25th Sunday in Ordinary Time 2013
My brothers and sisters in Christ Jesus,
Last weekend in my homily reflection, I said that we should be proud about the faith we are celebrating and particularly this year the Year of Faith, “one more thing we can add to our list to be proud of our faith is that the dignity of each one of us are equally the same and important to Jesus Christ who poured out his blood to save us all.”
This week, I continue the article “Why I love the Catholic Faith” by Peggy Bowes* and with hope we do have many more reasons why we love and believe in the faith of Jesus Christ. Peggy said as followed:
The saints are our heroes in faith, ordinary men and women who practiced extraordinary virtue. I love that there is such a vast variety of holy men and women who have lived in every part of the world and come from so many different walks of life. There are nuns, priests, housewives, soldiers, kings, queens, peasants, shepherds, and slaves. Some saints were very poor and faced incredibly difficult circumstances. Others were wealthy and lived carefree lives but were generous in serving the poor. No matter what your circumstances in life, you can find a saint who can inspire you.
The pews of any Catholic church are filled with a diverse group of people. A family with seven children sits behind a childless elderly couple.

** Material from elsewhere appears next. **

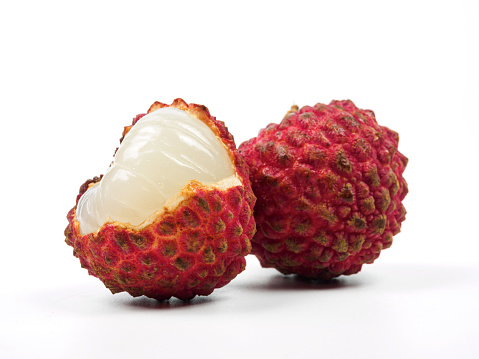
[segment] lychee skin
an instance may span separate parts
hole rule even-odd
[[[155,103],[150,111],[165,106]],[[112,293],[126,291],[134,297],[145,295],[157,300],[209,295],[245,269],[245,256],[251,250],[256,198],[233,137],[204,106],[188,105],[179,99],[171,106],[209,117],[234,159],[244,186],[212,189],[191,181],[188,198],[139,230],[113,222],[82,236],[75,218],[76,206],[72,208],[67,216],[66,243],[74,248],[82,267]],[[137,116],[133,125],[141,117]],[[127,126],[125,133],[130,128]],[[77,204],[89,185],[101,178],[95,177],[80,187]]]
[[[361,270],[399,233],[408,159],[399,136],[351,101],[293,107],[239,152],[250,167],[263,267],[311,279]]]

The richest man in town kneels beside an immigrant worker who barely makes ends meet. The Korean family smiles a greeting at the middle aged man from New Jersey. Catholics welcome anyone regardless of race, age, ethnic origin or financial status.
The architecture of Catholic Churches is breathtakingly varied. My family has traveled extensively throughout the United States, and we have visited Spanish-style missions in California, a tiny Revolutionary-era chapel in Georgia, a vast and ornate cathedral in Texas, and a simple multi-purpose room with folding chairs in Virginia. No matter where we travel, we are always able to find a Catholic church within a few miles.
The Moral Teaching
Although many people see the Catholic faith as a demanding set of unyielding rules and regulations, I love the Church’s moral authority and commitment to seeking and teaching the Truth. The Catholic Church sets high moral standards and doesn’t yield to pressure to “get with the times” or relent to political pressure from those who disagree with her teachings.
Yet, since we are all sinners, there is the wonderful healing power of the Sacrament of Reconciliation which gives us the grace to continue trying to meet those high standards of moral conduct.
Rev. Joseph-Quoc Vuong
*Peggy Bowes is a former Air Force pilot and the author of The Rosary Workout and Tending the Temple. She lives in North Carolina with her husband and two children.